In order to ensure respect for human rights in all our activities, we have a human rights policy that is integrated in our Corporate Social Responsibility (CSR) Policy and requires us to respect and support internationally recognised human rights standards; identify, assess and manage human rights risks; and ensure that appropriate mechanisms are in place for those affected by our operations to raise and address grievances.
Our Corporate Responsibility Standard Operating Procedures and Human Rights Guidelines clarify what needs to be done, and the tools available to support implementation of our human rights policy across the business.
Over the years we have implemented a ‘rights aware’ approach, which means identifying potential human rights issues in our activities, assessing if we have influence over the issues and defining appropriate action to be taken by the business.

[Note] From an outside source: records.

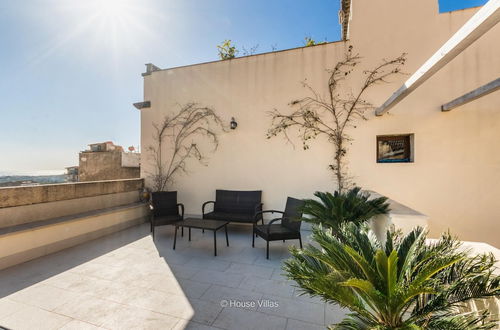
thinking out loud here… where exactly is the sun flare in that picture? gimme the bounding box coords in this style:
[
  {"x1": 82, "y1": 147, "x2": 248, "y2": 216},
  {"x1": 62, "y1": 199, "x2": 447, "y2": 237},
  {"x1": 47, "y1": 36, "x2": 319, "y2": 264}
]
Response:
[
  {"x1": 93, "y1": 0, "x2": 131, "y2": 23},
  {"x1": 39, "y1": 0, "x2": 161, "y2": 60}
]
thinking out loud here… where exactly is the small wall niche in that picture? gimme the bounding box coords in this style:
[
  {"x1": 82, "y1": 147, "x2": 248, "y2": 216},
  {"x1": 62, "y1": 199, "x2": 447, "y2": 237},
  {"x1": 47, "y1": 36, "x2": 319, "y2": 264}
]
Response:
[{"x1": 376, "y1": 134, "x2": 414, "y2": 163}]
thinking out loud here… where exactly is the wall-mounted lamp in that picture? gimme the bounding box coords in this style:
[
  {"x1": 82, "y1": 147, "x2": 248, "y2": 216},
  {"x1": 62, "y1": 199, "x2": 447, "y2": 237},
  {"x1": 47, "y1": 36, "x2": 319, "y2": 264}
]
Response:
[{"x1": 230, "y1": 117, "x2": 238, "y2": 130}]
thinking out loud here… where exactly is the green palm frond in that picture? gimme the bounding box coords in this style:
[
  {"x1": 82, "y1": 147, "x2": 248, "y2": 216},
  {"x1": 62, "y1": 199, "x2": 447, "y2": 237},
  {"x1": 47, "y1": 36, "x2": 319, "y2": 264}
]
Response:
[
  {"x1": 300, "y1": 187, "x2": 390, "y2": 232},
  {"x1": 424, "y1": 310, "x2": 496, "y2": 329},
  {"x1": 284, "y1": 224, "x2": 500, "y2": 329}
]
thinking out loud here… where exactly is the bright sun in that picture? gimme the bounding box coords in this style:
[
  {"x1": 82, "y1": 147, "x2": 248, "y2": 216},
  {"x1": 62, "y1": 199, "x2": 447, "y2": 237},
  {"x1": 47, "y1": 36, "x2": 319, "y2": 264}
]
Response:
[
  {"x1": 30, "y1": 0, "x2": 161, "y2": 65},
  {"x1": 94, "y1": 0, "x2": 130, "y2": 22}
]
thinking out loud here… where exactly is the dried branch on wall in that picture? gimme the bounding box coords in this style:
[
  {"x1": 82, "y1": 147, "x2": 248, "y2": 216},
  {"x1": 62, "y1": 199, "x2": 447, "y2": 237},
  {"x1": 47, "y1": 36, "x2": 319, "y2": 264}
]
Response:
[
  {"x1": 148, "y1": 103, "x2": 226, "y2": 192},
  {"x1": 267, "y1": 46, "x2": 406, "y2": 192}
]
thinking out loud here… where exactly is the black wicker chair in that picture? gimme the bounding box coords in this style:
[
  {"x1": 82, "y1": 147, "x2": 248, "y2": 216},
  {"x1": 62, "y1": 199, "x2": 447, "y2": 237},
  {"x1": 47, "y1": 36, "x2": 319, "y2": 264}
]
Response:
[
  {"x1": 150, "y1": 191, "x2": 184, "y2": 239},
  {"x1": 203, "y1": 190, "x2": 263, "y2": 224},
  {"x1": 252, "y1": 197, "x2": 304, "y2": 259}
]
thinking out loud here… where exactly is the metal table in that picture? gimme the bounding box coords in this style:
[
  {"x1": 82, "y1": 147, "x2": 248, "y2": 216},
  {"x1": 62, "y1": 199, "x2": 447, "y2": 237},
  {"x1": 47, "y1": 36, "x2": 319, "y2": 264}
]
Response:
[{"x1": 173, "y1": 218, "x2": 229, "y2": 256}]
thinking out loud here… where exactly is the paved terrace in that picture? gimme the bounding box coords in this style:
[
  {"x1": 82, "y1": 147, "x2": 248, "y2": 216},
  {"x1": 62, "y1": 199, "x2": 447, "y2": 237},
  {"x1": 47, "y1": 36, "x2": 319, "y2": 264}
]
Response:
[{"x1": 0, "y1": 223, "x2": 347, "y2": 330}]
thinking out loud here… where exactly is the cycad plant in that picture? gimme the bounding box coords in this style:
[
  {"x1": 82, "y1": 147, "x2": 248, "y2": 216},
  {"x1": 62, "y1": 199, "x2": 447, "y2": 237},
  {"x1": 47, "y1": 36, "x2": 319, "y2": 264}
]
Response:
[
  {"x1": 301, "y1": 187, "x2": 390, "y2": 232},
  {"x1": 284, "y1": 224, "x2": 500, "y2": 329}
]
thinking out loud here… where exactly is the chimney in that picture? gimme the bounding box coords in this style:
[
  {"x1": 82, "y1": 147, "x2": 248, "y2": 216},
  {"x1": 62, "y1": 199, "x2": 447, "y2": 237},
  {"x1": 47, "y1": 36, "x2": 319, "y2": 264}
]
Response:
[{"x1": 142, "y1": 63, "x2": 161, "y2": 76}]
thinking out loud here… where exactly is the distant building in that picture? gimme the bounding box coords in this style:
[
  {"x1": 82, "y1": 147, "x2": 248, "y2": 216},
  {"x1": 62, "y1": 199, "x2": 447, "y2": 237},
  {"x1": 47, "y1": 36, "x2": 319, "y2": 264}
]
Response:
[
  {"x1": 0, "y1": 180, "x2": 37, "y2": 187},
  {"x1": 65, "y1": 166, "x2": 79, "y2": 182},
  {"x1": 79, "y1": 142, "x2": 140, "y2": 182},
  {"x1": 88, "y1": 141, "x2": 124, "y2": 153}
]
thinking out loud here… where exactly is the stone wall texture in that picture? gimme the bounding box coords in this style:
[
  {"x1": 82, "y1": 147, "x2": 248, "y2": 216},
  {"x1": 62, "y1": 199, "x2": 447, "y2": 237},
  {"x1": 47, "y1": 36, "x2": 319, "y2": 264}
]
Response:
[
  {"x1": 79, "y1": 152, "x2": 140, "y2": 182},
  {"x1": 0, "y1": 178, "x2": 143, "y2": 209}
]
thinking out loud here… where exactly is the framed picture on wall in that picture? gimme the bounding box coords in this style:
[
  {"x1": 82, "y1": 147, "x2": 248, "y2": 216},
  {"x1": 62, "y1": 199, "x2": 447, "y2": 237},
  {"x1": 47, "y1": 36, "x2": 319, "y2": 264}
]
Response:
[{"x1": 377, "y1": 134, "x2": 413, "y2": 163}]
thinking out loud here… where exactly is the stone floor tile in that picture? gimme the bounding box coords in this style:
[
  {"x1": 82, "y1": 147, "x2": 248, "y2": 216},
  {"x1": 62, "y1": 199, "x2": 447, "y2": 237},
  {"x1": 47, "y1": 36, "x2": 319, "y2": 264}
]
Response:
[
  {"x1": 270, "y1": 268, "x2": 289, "y2": 281},
  {"x1": 191, "y1": 270, "x2": 245, "y2": 288},
  {"x1": 212, "y1": 308, "x2": 287, "y2": 330},
  {"x1": 169, "y1": 264, "x2": 200, "y2": 280},
  {"x1": 257, "y1": 295, "x2": 324, "y2": 324},
  {"x1": 0, "y1": 299, "x2": 30, "y2": 320},
  {"x1": 215, "y1": 247, "x2": 260, "y2": 265},
  {"x1": 173, "y1": 319, "x2": 224, "y2": 330},
  {"x1": 252, "y1": 256, "x2": 288, "y2": 269},
  {"x1": 43, "y1": 272, "x2": 113, "y2": 296},
  {"x1": 52, "y1": 294, "x2": 122, "y2": 327},
  {"x1": 0, "y1": 305, "x2": 72, "y2": 330},
  {"x1": 225, "y1": 262, "x2": 274, "y2": 279},
  {"x1": 59, "y1": 319, "x2": 106, "y2": 330},
  {"x1": 199, "y1": 285, "x2": 263, "y2": 311},
  {"x1": 286, "y1": 318, "x2": 326, "y2": 330},
  {"x1": 183, "y1": 257, "x2": 231, "y2": 272},
  {"x1": 154, "y1": 295, "x2": 222, "y2": 325},
  {"x1": 97, "y1": 285, "x2": 173, "y2": 314},
  {"x1": 239, "y1": 277, "x2": 295, "y2": 298},
  {"x1": 69, "y1": 261, "x2": 129, "y2": 282},
  {"x1": 8, "y1": 284, "x2": 81, "y2": 311},
  {"x1": 188, "y1": 298, "x2": 224, "y2": 325},
  {"x1": 101, "y1": 305, "x2": 181, "y2": 329},
  {"x1": 175, "y1": 279, "x2": 212, "y2": 299},
  {"x1": 148, "y1": 292, "x2": 194, "y2": 320}
]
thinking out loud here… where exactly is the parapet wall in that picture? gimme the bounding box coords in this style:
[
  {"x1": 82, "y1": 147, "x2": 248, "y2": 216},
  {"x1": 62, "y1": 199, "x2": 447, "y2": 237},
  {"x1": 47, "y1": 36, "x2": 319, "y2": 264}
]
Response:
[
  {"x1": 0, "y1": 178, "x2": 148, "y2": 270},
  {"x1": 0, "y1": 178, "x2": 143, "y2": 208}
]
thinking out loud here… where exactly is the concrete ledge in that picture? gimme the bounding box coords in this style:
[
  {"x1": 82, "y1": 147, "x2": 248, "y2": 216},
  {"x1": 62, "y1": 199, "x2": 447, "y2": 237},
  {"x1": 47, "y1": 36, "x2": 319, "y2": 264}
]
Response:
[
  {"x1": 367, "y1": 190, "x2": 429, "y2": 236},
  {"x1": 0, "y1": 178, "x2": 144, "y2": 208},
  {"x1": 0, "y1": 203, "x2": 148, "y2": 270},
  {"x1": 0, "y1": 191, "x2": 141, "y2": 229}
]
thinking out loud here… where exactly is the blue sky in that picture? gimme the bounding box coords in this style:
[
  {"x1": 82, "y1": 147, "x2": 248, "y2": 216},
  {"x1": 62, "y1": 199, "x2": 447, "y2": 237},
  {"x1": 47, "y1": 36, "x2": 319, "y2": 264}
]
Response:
[
  {"x1": 0, "y1": 0, "x2": 488, "y2": 173},
  {"x1": 439, "y1": 0, "x2": 488, "y2": 12}
]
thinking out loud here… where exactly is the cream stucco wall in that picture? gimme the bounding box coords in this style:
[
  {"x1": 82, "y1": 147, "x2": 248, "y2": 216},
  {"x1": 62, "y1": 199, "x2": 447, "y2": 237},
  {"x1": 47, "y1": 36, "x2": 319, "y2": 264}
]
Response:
[{"x1": 139, "y1": 0, "x2": 500, "y2": 246}]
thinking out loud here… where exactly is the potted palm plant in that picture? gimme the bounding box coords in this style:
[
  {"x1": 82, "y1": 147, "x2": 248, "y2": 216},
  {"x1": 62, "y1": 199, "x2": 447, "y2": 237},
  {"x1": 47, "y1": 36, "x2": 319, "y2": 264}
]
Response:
[
  {"x1": 284, "y1": 224, "x2": 500, "y2": 329},
  {"x1": 300, "y1": 187, "x2": 390, "y2": 237}
]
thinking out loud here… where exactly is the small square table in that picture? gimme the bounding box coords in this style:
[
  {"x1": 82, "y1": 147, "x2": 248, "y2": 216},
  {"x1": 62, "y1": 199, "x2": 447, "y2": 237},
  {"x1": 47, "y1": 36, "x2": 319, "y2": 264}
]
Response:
[{"x1": 173, "y1": 218, "x2": 229, "y2": 256}]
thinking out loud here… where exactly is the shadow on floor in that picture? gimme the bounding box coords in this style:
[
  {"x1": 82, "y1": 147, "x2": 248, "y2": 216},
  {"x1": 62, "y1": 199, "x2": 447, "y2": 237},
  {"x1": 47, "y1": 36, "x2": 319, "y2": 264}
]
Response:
[{"x1": 0, "y1": 222, "x2": 339, "y2": 329}]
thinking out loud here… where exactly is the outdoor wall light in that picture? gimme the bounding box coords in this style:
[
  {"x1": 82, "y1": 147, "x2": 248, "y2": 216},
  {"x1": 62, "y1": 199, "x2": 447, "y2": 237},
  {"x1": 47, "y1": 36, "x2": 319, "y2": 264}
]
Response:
[{"x1": 230, "y1": 117, "x2": 238, "y2": 130}]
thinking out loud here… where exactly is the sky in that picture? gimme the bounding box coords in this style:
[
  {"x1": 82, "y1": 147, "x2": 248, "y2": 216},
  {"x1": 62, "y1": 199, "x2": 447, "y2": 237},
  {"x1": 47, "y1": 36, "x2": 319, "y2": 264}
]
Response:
[{"x1": 0, "y1": 0, "x2": 488, "y2": 174}]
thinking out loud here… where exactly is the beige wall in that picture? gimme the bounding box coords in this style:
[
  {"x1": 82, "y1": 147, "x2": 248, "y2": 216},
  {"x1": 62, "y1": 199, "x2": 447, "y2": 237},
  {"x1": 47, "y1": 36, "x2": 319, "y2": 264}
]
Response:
[{"x1": 139, "y1": 0, "x2": 500, "y2": 246}]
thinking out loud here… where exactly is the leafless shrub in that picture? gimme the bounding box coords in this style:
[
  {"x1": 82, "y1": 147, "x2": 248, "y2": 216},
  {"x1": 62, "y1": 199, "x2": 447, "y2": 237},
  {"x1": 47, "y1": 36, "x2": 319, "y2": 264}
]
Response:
[
  {"x1": 148, "y1": 103, "x2": 226, "y2": 191},
  {"x1": 267, "y1": 46, "x2": 406, "y2": 192}
]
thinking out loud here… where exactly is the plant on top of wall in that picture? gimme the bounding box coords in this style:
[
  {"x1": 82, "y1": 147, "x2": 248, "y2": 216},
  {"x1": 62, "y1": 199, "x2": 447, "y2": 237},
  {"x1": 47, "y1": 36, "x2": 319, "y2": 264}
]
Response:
[
  {"x1": 284, "y1": 224, "x2": 500, "y2": 329},
  {"x1": 304, "y1": 36, "x2": 327, "y2": 47},
  {"x1": 301, "y1": 187, "x2": 390, "y2": 234},
  {"x1": 267, "y1": 46, "x2": 406, "y2": 192},
  {"x1": 217, "y1": 39, "x2": 238, "y2": 60},
  {"x1": 147, "y1": 103, "x2": 226, "y2": 192}
]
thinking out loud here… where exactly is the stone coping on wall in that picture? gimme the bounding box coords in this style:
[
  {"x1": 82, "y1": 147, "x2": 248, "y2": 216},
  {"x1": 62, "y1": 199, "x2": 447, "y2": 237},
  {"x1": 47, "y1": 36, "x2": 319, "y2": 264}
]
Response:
[
  {"x1": 0, "y1": 202, "x2": 147, "y2": 237},
  {"x1": 0, "y1": 178, "x2": 144, "y2": 209}
]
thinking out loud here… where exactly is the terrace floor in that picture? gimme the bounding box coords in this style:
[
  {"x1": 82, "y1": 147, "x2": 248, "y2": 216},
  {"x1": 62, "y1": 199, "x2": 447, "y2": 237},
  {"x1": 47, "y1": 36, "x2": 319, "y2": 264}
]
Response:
[{"x1": 0, "y1": 222, "x2": 347, "y2": 330}]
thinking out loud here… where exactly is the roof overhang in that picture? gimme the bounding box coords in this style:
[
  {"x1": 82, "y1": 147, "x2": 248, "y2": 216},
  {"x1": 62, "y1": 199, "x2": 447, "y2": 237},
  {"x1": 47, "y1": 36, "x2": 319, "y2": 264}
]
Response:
[
  {"x1": 441, "y1": 77, "x2": 500, "y2": 111},
  {"x1": 375, "y1": 0, "x2": 500, "y2": 116},
  {"x1": 133, "y1": 101, "x2": 151, "y2": 110}
]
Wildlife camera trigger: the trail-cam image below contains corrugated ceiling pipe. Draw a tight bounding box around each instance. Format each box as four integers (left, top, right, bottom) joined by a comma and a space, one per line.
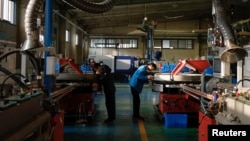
63, 0, 118, 14
213, 0, 235, 45
213, 0, 247, 63
22, 0, 43, 50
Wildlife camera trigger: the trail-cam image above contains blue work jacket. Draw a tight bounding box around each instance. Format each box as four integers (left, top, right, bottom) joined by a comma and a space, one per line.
129, 65, 149, 93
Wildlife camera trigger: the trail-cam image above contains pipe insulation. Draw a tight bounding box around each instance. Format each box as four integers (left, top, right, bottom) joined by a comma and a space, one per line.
22, 0, 44, 50
212, 0, 247, 63
62, 0, 119, 14
24, 0, 43, 34
213, 0, 235, 42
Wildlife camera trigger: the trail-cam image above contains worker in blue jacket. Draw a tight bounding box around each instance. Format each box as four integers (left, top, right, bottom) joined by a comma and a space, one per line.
129, 62, 156, 120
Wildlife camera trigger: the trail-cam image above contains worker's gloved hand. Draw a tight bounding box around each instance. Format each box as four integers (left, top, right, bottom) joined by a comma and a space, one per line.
147, 75, 154, 80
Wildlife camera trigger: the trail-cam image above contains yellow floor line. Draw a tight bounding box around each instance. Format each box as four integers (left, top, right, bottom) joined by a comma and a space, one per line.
138, 120, 148, 141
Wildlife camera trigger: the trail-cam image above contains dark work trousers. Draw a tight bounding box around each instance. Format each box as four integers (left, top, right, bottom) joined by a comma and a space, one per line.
104, 91, 116, 119
130, 86, 140, 117
101, 72, 116, 120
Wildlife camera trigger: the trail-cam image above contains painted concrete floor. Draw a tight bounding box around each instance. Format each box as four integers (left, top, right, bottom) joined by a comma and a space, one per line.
64, 84, 198, 141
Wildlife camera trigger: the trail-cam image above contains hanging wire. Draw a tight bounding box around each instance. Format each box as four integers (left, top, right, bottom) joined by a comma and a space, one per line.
0, 73, 29, 99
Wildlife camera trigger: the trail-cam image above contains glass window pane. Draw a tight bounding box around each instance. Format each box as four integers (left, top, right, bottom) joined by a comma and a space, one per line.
170, 40, 178, 48
75, 34, 78, 45
122, 39, 130, 48
162, 40, 170, 48
8, 0, 14, 23
89, 38, 138, 48
154, 39, 161, 48
90, 38, 105, 48
0, 1, 2, 18
0, 1, 16, 24
3, 0, 8, 20
65, 30, 70, 42
132, 39, 137, 48
186, 40, 193, 48
178, 40, 186, 48
106, 39, 116, 47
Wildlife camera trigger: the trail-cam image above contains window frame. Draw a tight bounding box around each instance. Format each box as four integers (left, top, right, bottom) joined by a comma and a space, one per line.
90, 38, 138, 49
161, 39, 194, 49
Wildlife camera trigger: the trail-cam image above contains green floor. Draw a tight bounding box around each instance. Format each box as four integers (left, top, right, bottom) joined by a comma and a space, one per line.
64, 84, 198, 141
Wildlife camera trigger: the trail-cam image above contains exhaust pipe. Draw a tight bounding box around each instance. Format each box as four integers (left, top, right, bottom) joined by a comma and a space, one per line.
62, 0, 118, 14
212, 0, 248, 63
22, 0, 43, 50
22, 0, 118, 51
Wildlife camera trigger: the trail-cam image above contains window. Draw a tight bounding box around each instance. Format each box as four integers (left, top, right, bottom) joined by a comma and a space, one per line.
162, 39, 193, 49
170, 40, 178, 48
106, 39, 116, 47
90, 38, 138, 48
75, 34, 78, 45
186, 40, 193, 49
65, 30, 70, 42
162, 40, 170, 48
91, 38, 105, 48
178, 40, 186, 48
121, 39, 137, 48
154, 39, 161, 48
0, 0, 15, 24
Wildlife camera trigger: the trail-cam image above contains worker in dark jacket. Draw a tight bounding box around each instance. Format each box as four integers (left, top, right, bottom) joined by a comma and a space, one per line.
93, 63, 116, 123
129, 62, 156, 121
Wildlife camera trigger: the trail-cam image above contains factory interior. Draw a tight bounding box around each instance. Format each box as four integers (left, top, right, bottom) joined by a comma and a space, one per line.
1, 0, 250, 141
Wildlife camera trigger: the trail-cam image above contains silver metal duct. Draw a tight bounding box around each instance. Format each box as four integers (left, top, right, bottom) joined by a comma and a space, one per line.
62, 0, 118, 14
212, 0, 248, 63
22, 0, 43, 50
22, 0, 117, 50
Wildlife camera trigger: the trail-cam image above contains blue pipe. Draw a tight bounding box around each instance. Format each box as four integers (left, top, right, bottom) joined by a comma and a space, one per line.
44, 0, 53, 95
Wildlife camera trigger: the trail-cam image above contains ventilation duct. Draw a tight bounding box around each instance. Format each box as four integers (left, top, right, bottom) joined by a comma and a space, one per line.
22, 0, 118, 51
62, 0, 118, 14
22, 0, 43, 50
212, 0, 247, 63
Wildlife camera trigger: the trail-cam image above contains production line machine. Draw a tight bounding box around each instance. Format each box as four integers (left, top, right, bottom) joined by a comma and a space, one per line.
150, 58, 234, 139
0, 48, 74, 140
0, 47, 97, 140
152, 59, 211, 114
152, 57, 250, 141
151, 59, 212, 128
56, 63, 97, 124
180, 78, 250, 141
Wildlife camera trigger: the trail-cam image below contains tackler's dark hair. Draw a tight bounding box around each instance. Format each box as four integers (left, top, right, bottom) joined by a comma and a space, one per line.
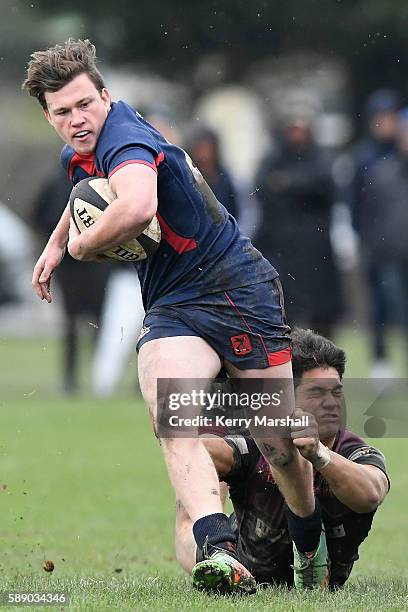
291, 328, 346, 386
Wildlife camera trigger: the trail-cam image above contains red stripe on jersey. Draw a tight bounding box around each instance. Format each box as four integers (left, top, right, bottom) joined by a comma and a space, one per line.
69, 152, 96, 180
155, 151, 165, 166
156, 212, 197, 254
108, 159, 158, 177
267, 347, 292, 366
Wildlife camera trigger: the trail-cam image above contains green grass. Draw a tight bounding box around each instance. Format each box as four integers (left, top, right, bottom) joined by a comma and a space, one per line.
0, 331, 407, 610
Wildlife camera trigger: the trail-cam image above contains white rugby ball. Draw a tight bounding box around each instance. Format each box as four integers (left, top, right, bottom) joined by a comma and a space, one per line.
69, 177, 161, 262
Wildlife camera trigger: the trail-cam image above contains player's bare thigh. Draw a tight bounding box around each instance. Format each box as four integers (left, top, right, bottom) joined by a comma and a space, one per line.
138, 335, 222, 424
225, 359, 295, 461
224, 359, 293, 380
224, 360, 295, 417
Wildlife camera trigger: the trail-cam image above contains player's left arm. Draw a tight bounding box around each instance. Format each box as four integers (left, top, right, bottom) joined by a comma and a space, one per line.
316, 450, 389, 514
68, 163, 158, 261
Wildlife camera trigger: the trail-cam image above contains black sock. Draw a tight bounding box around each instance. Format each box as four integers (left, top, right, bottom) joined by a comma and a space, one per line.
285, 500, 322, 553
193, 513, 237, 553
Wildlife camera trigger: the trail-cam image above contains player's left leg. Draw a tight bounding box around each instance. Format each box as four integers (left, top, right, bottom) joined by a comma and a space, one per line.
225, 358, 329, 591
215, 279, 329, 590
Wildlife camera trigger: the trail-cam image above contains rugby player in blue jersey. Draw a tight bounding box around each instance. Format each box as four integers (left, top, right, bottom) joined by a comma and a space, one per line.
176, 329, 389, 590
24, 39, 330, 592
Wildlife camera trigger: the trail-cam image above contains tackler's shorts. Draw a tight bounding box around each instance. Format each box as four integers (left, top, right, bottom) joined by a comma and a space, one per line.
136, 279, 291, 369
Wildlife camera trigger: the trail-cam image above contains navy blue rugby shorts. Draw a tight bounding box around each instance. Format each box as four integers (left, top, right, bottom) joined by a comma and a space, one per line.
136, 279, 291, 369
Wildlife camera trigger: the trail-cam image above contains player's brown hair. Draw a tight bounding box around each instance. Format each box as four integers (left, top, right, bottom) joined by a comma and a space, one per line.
22, 38, 105, 110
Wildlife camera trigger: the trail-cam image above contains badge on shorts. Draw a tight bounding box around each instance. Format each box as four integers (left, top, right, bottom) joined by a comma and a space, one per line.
230, 333, 252, 355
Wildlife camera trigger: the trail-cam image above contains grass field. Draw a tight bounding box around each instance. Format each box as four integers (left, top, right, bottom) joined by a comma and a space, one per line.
1, 331, 407, 610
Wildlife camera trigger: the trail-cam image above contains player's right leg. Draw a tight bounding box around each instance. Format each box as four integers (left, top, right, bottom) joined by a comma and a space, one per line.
138, 336, 224, 521
138, 334, 256, 594
175, 499, 197, 574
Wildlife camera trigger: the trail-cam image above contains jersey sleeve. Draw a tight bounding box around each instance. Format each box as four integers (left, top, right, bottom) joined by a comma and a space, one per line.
222, 435, 261, 487
97, 121, 161, 178
339, 442, 390, 489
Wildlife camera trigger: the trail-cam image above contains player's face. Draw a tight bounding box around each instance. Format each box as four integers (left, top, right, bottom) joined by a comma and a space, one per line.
44, 73, 111, 155
295, 367, 344, 441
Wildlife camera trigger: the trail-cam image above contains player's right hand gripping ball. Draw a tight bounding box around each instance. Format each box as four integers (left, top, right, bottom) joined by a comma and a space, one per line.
70, 177, 161, 262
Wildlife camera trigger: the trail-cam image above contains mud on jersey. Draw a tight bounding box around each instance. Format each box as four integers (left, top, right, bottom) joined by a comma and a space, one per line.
61, 101, 276, 310
223, 430, 389, 587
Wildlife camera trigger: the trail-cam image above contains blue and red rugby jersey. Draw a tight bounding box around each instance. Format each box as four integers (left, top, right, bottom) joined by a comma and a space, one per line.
61, 100, 277, 310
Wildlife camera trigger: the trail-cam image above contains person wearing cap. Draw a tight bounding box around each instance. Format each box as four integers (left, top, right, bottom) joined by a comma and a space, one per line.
254, 91, 341, 339
361, 105, 408, 374
347, 89, 402, 379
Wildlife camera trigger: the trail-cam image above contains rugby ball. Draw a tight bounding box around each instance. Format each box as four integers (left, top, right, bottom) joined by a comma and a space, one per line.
69, 177, 161, 262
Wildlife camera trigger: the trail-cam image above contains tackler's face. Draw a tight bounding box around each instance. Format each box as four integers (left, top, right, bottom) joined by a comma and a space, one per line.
295, 367, 344, 441
44, 73, 111, 155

Our Human Rights Handbook contains guidance for managers on assessing human rights issues. This helps to ensure that human rights is one of the Corporate Responsibility (CR) risks considered at key stages of every project, and is reflected in our Project Delivery Process (PDP) (see Safe drilling). We use a five-step approach to identify and assess human rights issues in our sphere of influence.
Our guidelines are governed by the UDHR and the UN Guiding Principles on Business and Human Rights. They also take into account guidance from the International Petroleum Industry Environmental Conservation Association (IPIECA) and the European Union (EU).
Before entering a new country as an operator, we apply human rights screening as part of our comprehensive due diligence process. Before operating activities, we assess human rights impacts as part of an Environmental and Social Impact Assessment (ESIA) or, where necessary, we undertake a Human Rights Impact Assessment (HRIA). If, following these assessments, any potential human rights issues are identified, we consider the most effective way to manage them through engagement with potentially affected communities. When considering a non-operated joint venture, we identify and check any human rights issues and establish any risks requiring management by the operator before proceeding.